Free of international sanctions, unfettered Iranian oil exports might be expected to drive prices further below $30 a barrel.
A report by Reuters says market participants argue that the removal of trade restrictions was so well trailed that price moves on Monday should be limited.
On Saturday, the U.N. nuclear watchdog said Tehran had met its commitments to curtail its nuclear programme, and the United States, European Union [EU] and United Nations [UN] immediately revoked sanctions that had slashed the OPEC member’s oil exports by around two million barrels per day (bpd) since their pre-sanctions 2011 peak to little more than 1 million bpd.
Growing signals from around a month ago that the move would occur earlier than traders initially expected fueled a selloff which sent Brent crude tumbling 24 percent since the beginning of the year, the biggest such fall since the financial crisis of 2008.

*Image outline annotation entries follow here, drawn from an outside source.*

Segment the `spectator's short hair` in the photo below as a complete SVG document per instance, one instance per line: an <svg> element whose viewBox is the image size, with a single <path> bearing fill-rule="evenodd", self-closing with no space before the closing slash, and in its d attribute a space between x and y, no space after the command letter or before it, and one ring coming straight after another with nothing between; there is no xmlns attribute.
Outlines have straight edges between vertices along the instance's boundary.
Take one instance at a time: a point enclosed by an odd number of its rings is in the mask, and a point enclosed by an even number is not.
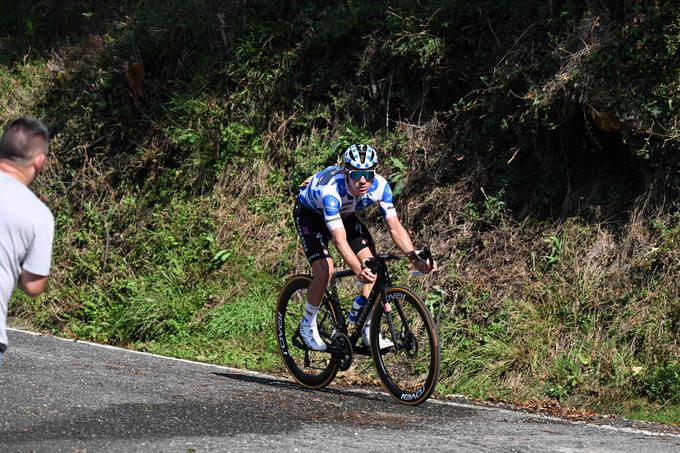
<svg viewBox="0 0 680 453"><path fill-rule="evenodd" d="M15 165L30 164L42 147L35 146L35 139L41 138L49 143L50 133L40 120L35 118L18 118L8 123L0 141L0 159L12 161Z"/></svg>

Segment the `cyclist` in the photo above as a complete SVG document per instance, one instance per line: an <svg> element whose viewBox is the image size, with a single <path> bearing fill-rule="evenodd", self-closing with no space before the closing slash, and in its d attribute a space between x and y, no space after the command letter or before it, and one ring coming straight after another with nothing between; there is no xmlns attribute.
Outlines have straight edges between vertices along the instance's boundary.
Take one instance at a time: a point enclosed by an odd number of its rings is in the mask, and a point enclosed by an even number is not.
<svg viewBox="0 0 680 453"><path fill-rule="evenodd" d="M375 150L369 145L351 145L345 150L343 161L344 166L328 167L308 178L295 201L295 227L313 274L299 330L305 345L316 351L327 348L317 329L316 314L333 274L328 239L332 239L361 282L360 297L369 296L376 279L363 265L375 253L375 244L366 226L356 216L357 211L377 203L392 240L408 254L411 264L424 274L437 270L434 262L428 263L416 255L411 237L394 209L392 189L387 180L375 172L378 163ZM365 345L368 345L369 329L370 319L362 333ZM390 346L393 343L381 336L380 348Z"/></svg>

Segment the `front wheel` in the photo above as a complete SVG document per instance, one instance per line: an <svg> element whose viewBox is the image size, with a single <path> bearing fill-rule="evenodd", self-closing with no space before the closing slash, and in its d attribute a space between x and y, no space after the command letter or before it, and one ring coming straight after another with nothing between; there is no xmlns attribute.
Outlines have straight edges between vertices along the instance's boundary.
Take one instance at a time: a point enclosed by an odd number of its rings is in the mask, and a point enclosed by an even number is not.
<svg viewBox="0 0 680 453"><path fill-rule="evenodd" d="M427 400L437 385L440 347L437 329L423 301L408 288L393 286L373 307L371 354L385 389L397 401L416 406ZM378 328L376 328L378 327ZM394 342L380 350L378 335Z"/></svg>
<svg viewBox="0 0 680 453"><path fill-rule="evenodd" d="M312 351L305 347L298 334L311 281L309 275L295 275L284 284L276 303L276 341L283 363L293 378L303 387L318 390L333 381L339 364L329 352ZM332 305L324 298L317 314L317 326L326 343L331 342L336 318Z"/></svg>

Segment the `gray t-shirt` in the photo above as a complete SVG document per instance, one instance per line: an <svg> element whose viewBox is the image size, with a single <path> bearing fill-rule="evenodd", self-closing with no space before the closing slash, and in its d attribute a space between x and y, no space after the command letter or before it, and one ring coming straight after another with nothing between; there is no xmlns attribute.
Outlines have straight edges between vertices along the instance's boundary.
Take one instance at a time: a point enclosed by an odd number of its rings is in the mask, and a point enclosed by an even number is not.
<svg viewBox="0 0 680 453"><path fill-rule="evenodd" d="M0 171L0 343L7 344L7 304L22 269L46 276L54 217L28 187Z"/></svg>

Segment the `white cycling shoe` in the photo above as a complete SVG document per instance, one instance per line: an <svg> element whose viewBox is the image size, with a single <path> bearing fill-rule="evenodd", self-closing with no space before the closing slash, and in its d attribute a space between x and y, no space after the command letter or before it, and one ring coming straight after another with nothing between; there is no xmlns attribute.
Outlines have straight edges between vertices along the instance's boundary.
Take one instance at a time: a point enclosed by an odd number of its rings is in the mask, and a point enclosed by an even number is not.
<svg viewBox="0 0 680 453"><path fill-rule="evenodd" d="M305 324L303 321L300 321L298 330L300 331L302 341L309 349L314 351L325 351L328 349L326 343L321 339L321 335L319 335L319 329L315 322L312 324Z"/></svg>
<svg viewBox="0 0 680 453"><path fill-rule="evenodd" d="M369 338L371 337L371 326L367 325L364 327L364 333L361 335L362 339L364 340L364 346L370 347L370 340ZM383 349L391 348L394 346L394 343L392 340L388 340L387 338L383 337L382 334L378 335L378 343L380 344L380 350L382 351Z"/></svg>

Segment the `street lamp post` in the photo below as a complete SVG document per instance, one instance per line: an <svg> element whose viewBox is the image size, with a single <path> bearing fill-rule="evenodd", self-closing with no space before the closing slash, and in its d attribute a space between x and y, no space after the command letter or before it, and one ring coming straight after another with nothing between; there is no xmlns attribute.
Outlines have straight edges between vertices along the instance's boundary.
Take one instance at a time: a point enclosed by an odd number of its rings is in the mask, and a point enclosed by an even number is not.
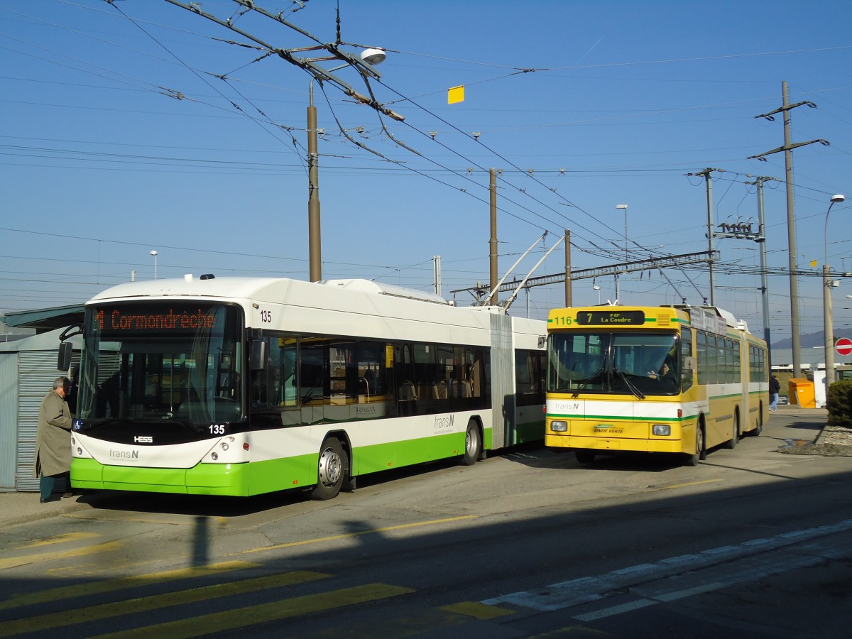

Iran has said that it hopes to increase its post-sanctions crude exports by around 1 million bpd within a year, with most analysts expecting an increase of 200,000-500,000 bpd within six months of restrictions ending.
“Iran is now free to sell as much oil as it wants to whomever it likes at whatever price it can get,” said Richard Nephew, Programme Director for Economic Statecraft, Sanctions and Energy Markets at Columbia University’s Center on Global Energy Policy.
“The Iran deal should not be a surprise to the market and has been expected for a long time. I’d argue this is priced in and already reflected in prices. May be there is a small knee jerk reaction and the market opens lower given the pervasive bearishness at the moment but I’d find it hard to believe it has a bigger effect than that,” said Amrita Sen of Consultancy Energy Aspects.
But some market analysts were also worried on the imminent injection of as much as 500,000 bpd of extra Iranian crude into a global market that is already running a surplus of some 1 million bpd.
Iran’s OPEC representative, Mehdi Asali said the country would not hesitate to ramp up production, appearing to contradict comments from other senior Iranian oil officials that Iran would not flood the market at a time of global oversupply.
“We have not moderated our plans regarding increasing output when sanctions are lifted. It will be increased by 500,000 bpd, and by another 500,000 bpd shortly after that,” state news agency IRNA reported.
“I anticipate they will be able to add anywhere from 300-500 thousand barrels per day to the market, probably with an up-front spike as inventories are depleted,” said Nephew, referring to unsold Iranian oil stored on over a dozen Very Large Crude Carrier (VLCC) super-tankers.